In their more than a decade long fight to develop a large wind farm off the coast of Cape Cod Massachusetts, the proponents of the Cape Wind project have faced obstacles all too familiar to Alaskans. Permitting delays and potential litigation, as well as federal statutes and regulations, have led to cost increases and put ultimate construction of the project in jeopardy. In this, the Cape Wind proponents share a lot with the likes of Shell and ConocoPhillips in the OCS and NPR-A; or with Teck and NANA’s expansion of the Red Dog mine. The simple fact is that the current permitting environment challenges all forms of resource development. In these challenges I see an opportunity and believe that we must move beyond the renewable versus non-renewable debate to focus on the development of all of Alaska’s resources.
During the last session of the Legislature, we took several steps toward securing a sustainable and stable energy future for Alaska. For instance, my Senate Bill 309 made changes to the corporate income tax system to incentivize gas exploration in the Cook Inlet.

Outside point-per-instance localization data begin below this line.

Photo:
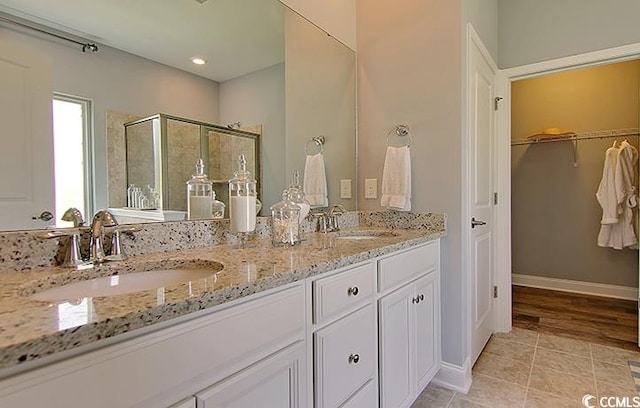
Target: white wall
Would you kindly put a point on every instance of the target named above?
(259, 99)
(115, 80)
(410, 60)
(336, 17)
(320, 107)
(483, 15)
(540, 30)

It also made revisions to Alaska’s production tax system (ACES) and created a new incentive for offshore exploration in the Inlet. But in a session dominated by the big energy bills, legislation like Senate Bill 309, Representative Hawker’s Cook Inlet Recovery Act (HB 280) and those I sponsored on the regulation of renewable energy projects (SB 277 & 243) did not receive as thorough coverage in the Alaska media because their material provisions do not fit well onto bumper stickers. This is because each bill addresses aspects of the regulatory system and bills that deal with the regulatory system are inherently as complex as the issues they attempt to unravel. But all of these bills were passed by the Legislature and signed into law by the Governor; demonstrating that we can build a consensus which furthers resource development.
We can move forward by realizing that the central tension at the root of much of the regulatory debate is over different interpretations of the public interest. The truly insightful aspect Representative Hawker brought to the table in his Cook Inlet Recovery Act is in section 6, which directs the Department of Law to essentially consider the cost of doing nothing when deciding to intervene in the approval of a natural gas supply contract. HB 280 recognized that quibbling over price while supply evaporates is not in the public interest.
My Senate Bill 277 approached the development of renewable energy in a similar manner by removing the regulatory commission from the free commercial negotiation between a regulated utility and renewable energy power producer. SB 277 recognized that the current regulatory process in Alaska was duplicative and added substantial delay to projects (which ultimately increases the cost to ratepayers) while offering little incremental benefit to the consumer. Senate Bill 309 waived interest penalties on the underpayment of taxes under ACES due to a change in the regulations. Senate Bill 309 recognized that penalizing businesses that acted in good faith because the state changed the rules is ridiculous.
In their attempts to reform the upstream regulatory system, HB 280, SB 277, and SB 309 attacked analogous problems in order to spur either renewable or non-renewable resource development. Behind each policy change is the promise of hundreds of millions of dollars in private sector investment and good jobs for Alaskans.
My hope is that the resource development community will come together and move beyond any lingering debate around renewable or non-renewable resources to focus on regulatory reform that benefits all forms of resource development. The current local and national interest in transitioning to a “new” economy offers not only opportunities for innovation and sustainable development; but the chance to fundamentally recast the debate over regulatory reform and resource development for the maximum benefit of Alaskans, and our nation.